There are many rocks that contain minerals with arsenic, for example, but only in certain conditions does the metal accumulate enough to pose a threat, said Ayotte. Many beds of rock in New England have been cracked, as erosion brought them to the surface and as heavy glaciers moved over them and then retreated. These fractures provide paths for water, which can draw out the arsenic. But, Ayotte said, the water needs to be alkaline and low in oxygen for the arsenic to accumulate. That, in turn, depends on the chemical reactions the rainwater undergoes as it makes its way from the surface soil to deep underground.
As his team has come to understand this process better, it has made maps of the arsenic threat around the region, making it possible to warn those at greatest risk. The team is currently working on an improved map, and also cooperating with the National Cancer Institute in a study of bladder cancer in the Northeast. Ayotte hopes to be able to predict how much arsenic is in the wells, so that epidemiologists can see if it is linked to the cancer.
Mapping geological features could also prove a key weapon against infectious diseases that are carried by animals. Lyme disease, which causes joint pain, fatigue, and heart and nervous system abnormalities, is carried and transmitted to people by deer ticks. The ticks' fate -- and thus the spread of the disease, is intimately tied to the environment, said Joseph E. Bunnell, a public health research biologist with the USGS. In a study published two years ago, Bunnell and other scientists collected ticks from 320 locations in five Middle Atlantic states and determined their infection rates. They found that the number of deer ticks were tied to a variety of features, such as soil type and elevation. In another study, published last year, Bunnell tied the number of human Lyme disease cases to the amount of rain in the late spring and early summer.
Eventually, Bunnell said, he hopes to devise a system that will make it possible to issue much more accurate, town-by-town warnings of the Lyme disease threats, thereby reducing the number of cases. This same approach could be used to study diseases carried by all kinds of organisms -- from mosquitoes to bats -- around the world, Bunnell and other scientists said.
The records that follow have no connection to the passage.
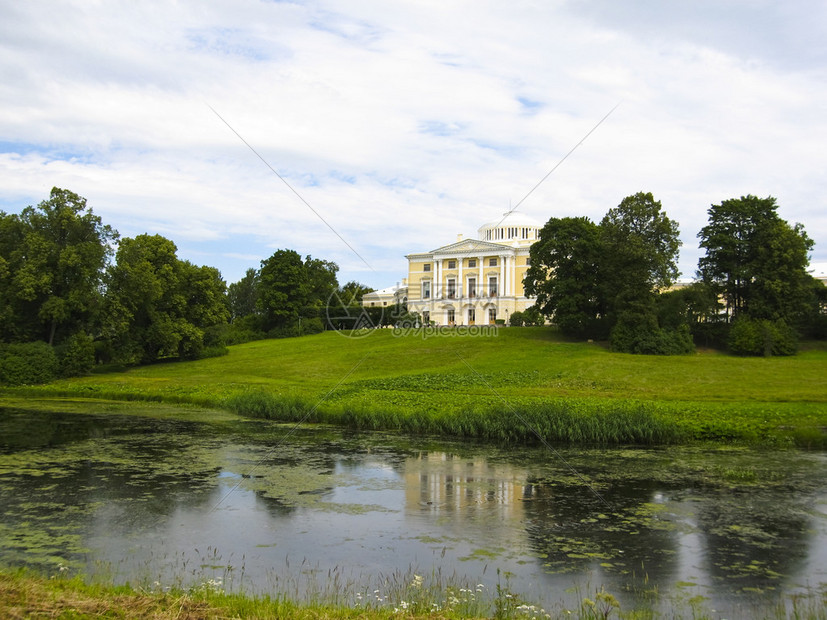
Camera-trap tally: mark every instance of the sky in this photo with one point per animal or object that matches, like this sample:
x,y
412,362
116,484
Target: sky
x,y
362,131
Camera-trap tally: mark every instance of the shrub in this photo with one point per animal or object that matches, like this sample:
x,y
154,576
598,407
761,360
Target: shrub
x,y
639,333
762,337
517,319
26,363
76,356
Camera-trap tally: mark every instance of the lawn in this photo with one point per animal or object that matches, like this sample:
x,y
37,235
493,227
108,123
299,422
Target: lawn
x,y
507,371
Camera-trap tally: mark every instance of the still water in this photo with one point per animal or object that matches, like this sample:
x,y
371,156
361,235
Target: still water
x,y
264,507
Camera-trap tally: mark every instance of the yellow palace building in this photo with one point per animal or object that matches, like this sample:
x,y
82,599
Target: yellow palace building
x,y
474,281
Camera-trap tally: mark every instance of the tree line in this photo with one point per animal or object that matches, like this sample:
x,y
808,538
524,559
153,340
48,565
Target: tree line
x,y
73,293
615,280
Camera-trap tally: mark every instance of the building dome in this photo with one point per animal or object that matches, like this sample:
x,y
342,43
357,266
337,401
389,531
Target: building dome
x,y
511,227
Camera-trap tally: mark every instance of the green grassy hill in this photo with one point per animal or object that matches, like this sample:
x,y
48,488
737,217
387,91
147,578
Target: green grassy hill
x,y
462,383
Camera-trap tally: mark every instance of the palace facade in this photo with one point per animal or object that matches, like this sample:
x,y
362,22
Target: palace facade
x,y
474,281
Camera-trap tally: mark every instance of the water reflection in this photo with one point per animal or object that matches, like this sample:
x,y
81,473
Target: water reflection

In the developing world, medical geology is even more pressing, for the simple reason that people live in more intimate contact with their environment, said Chandra Dissanayake, a senior professor of geology at the University of Peradeniya in Sri Lanka, who recently wrote an essay on the topic for Science. He has examined the damage that fluoride does to teeth and bones when there is too much of it naturally in the water. (The amounts are much larger than what is intentionally put in American water supplies.) He is currently investigating the mounting cases of kidney disease in Sri Lanka, which he suspects are related to fluoride and other substances in the drinking water.
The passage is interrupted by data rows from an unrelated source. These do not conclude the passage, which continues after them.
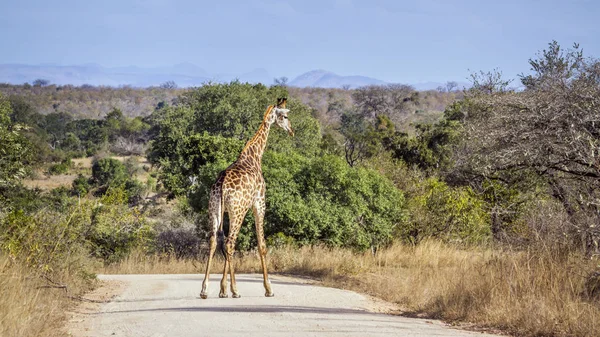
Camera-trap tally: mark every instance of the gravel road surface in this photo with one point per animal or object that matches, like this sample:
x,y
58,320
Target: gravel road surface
x,y
169,306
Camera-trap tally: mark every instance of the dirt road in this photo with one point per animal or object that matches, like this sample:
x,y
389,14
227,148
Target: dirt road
x,y
168,305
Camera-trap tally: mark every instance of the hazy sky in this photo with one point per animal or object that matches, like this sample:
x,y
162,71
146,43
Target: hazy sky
x,y
395,41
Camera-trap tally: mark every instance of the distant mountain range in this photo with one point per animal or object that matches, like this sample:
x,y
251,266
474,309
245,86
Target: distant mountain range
x,y
183,74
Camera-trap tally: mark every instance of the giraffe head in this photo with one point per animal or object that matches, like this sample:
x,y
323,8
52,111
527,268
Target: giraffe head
x,y
280,115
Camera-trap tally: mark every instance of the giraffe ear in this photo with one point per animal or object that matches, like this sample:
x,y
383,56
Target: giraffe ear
x,y
281,102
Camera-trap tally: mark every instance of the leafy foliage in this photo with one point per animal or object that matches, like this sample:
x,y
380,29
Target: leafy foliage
x,y
15,150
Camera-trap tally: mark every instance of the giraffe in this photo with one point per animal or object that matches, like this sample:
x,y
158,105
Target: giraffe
x,y
237,188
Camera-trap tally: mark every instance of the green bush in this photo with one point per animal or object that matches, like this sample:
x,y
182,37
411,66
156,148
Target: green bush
x,y
61,168
108,172
135,191
81,185
451,213
116,230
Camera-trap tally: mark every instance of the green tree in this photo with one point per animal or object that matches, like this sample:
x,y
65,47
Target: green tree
x,y
15,150
109,172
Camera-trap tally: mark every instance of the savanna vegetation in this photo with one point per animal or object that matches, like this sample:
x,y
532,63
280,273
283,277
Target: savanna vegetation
x,y
479,206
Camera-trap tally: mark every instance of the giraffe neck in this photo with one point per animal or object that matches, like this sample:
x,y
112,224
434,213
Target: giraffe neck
x,y
255,147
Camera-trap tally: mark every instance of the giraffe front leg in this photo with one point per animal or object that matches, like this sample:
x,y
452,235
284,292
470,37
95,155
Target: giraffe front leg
x,y
230,250
211,253
223,292
259,215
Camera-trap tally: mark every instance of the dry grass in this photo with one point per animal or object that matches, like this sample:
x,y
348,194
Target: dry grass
x,y
50,182
540,292
30,305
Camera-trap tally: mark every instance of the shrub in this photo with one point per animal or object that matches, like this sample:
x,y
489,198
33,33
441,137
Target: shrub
x,y
81,185
450,213
135,191
116,229
182,243
62,168
108,172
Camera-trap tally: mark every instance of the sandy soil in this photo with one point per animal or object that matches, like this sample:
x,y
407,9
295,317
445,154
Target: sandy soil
x,y
168,305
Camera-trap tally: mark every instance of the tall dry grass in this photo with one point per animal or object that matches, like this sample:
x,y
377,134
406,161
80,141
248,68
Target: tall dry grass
x,y
31,305
536,292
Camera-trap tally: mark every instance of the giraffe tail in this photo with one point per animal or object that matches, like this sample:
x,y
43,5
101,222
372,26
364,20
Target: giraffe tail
x,y
221,242
220,233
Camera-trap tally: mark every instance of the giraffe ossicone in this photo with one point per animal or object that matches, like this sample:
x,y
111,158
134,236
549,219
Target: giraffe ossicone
x,y
239,187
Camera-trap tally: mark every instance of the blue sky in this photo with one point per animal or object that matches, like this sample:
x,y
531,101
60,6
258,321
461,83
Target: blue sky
x,y
395,41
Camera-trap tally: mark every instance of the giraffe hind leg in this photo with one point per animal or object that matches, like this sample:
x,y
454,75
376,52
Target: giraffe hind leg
x,y
215,219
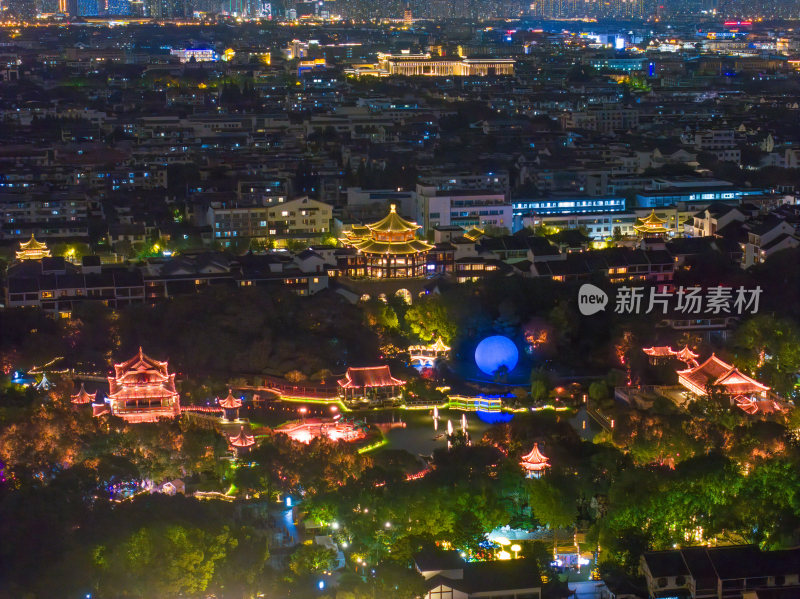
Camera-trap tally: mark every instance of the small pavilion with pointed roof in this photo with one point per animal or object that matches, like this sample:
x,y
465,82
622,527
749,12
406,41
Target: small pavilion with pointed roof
x,y
718,373
143,390
427,354
242,441
374,383
651,226
660,353
82,397
389,248
230,406
44,384
535,463
32,250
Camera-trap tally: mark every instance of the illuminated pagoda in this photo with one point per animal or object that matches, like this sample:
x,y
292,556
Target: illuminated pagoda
x,y
535,463
143,390
427,354
754,405
82,397
230,406
242,441
687,356
651,226
44,384
32,250
371,384
659,353
717,373
388,249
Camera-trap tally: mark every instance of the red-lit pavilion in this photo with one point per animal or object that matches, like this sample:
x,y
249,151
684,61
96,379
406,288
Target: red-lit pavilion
x,y
373,383
688,356
535,463
242,441
143,390
230,406
718,373
388,249
660,353
82,397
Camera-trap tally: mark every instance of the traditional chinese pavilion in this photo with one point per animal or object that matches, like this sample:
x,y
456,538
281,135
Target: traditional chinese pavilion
x,y
651,226
32,250
82,397
242,441
388,248
230,406
720,374
371,384
427,354
143,390
335,429
754,405
661,353
535,463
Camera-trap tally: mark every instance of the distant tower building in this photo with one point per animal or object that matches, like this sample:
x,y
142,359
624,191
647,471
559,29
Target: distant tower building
x,y
119,7
88,8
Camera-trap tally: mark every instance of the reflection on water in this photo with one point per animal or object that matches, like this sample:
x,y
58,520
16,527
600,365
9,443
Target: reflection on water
x,y
418,436
494,417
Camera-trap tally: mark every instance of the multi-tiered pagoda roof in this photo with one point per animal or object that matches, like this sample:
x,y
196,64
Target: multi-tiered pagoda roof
x,y
143,390
32,250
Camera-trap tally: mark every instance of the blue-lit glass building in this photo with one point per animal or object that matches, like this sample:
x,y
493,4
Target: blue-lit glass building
x,y
553,206
672,197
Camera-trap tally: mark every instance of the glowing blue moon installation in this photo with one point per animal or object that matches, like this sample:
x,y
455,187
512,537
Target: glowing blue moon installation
x,y
494,352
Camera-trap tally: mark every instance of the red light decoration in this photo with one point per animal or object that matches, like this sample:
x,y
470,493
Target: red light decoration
x,y
143,390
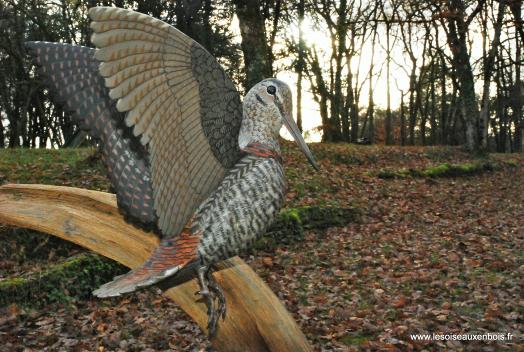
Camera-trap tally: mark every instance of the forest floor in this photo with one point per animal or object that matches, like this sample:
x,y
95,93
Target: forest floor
x,y
438,248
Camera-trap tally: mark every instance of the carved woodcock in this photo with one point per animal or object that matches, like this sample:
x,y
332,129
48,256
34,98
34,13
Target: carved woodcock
x,y
186,158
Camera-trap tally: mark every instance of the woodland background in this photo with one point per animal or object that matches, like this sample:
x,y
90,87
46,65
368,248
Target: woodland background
x,y
419,237
462,58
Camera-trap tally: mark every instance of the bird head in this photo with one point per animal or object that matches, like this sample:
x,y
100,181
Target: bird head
x,y
268,106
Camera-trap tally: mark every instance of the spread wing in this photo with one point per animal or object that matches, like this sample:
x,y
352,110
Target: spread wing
x,y
71,74
178,101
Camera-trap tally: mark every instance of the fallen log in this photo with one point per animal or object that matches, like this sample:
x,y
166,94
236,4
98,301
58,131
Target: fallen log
x,y
76,277
256,319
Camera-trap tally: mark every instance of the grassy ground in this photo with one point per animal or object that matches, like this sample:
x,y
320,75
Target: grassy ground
x,y
428,255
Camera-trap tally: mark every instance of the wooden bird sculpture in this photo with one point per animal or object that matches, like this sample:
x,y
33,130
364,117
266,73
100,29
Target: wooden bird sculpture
x,y
186,158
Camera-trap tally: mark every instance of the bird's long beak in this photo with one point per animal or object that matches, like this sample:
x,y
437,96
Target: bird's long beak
x,y
297,135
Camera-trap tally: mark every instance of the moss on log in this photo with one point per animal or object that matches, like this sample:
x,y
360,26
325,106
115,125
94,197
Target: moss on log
x,y
444,170
256,319
77,277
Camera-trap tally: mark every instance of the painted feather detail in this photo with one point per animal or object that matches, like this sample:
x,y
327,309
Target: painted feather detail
x,y
168,258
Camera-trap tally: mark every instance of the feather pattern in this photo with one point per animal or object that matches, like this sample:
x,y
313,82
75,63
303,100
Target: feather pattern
x,y
71,74
179,103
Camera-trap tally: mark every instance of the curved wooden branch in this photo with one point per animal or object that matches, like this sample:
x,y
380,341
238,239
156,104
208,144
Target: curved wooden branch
x,y
256,319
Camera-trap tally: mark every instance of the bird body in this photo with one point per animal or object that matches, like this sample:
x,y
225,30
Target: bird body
x,y
185,156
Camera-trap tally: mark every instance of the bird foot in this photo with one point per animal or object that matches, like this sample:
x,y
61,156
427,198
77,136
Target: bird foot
x,y
214,298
The problems of the developing world can travel, too. Dust kicked up by storms in drought-ridden sections of North Africa travels across the Atlantic and up through the Northeast, affecting air quality and potentially carrying bacteria, according to recent studies, which did not link the dust to specific human illnesses.
Other research has found that the primary source of pollution at Oregon's Crater Lake National Park is dust clouds from Asia, which travel across the Pacific Ocean, according to Kevin D. Perry, an assistant professor of meteorology at the University of Utah. The same winds carry the pollution of North America to Europe, and Europe's pollution to Asia, Perry said.
''We are all swimming in the same fishbowl."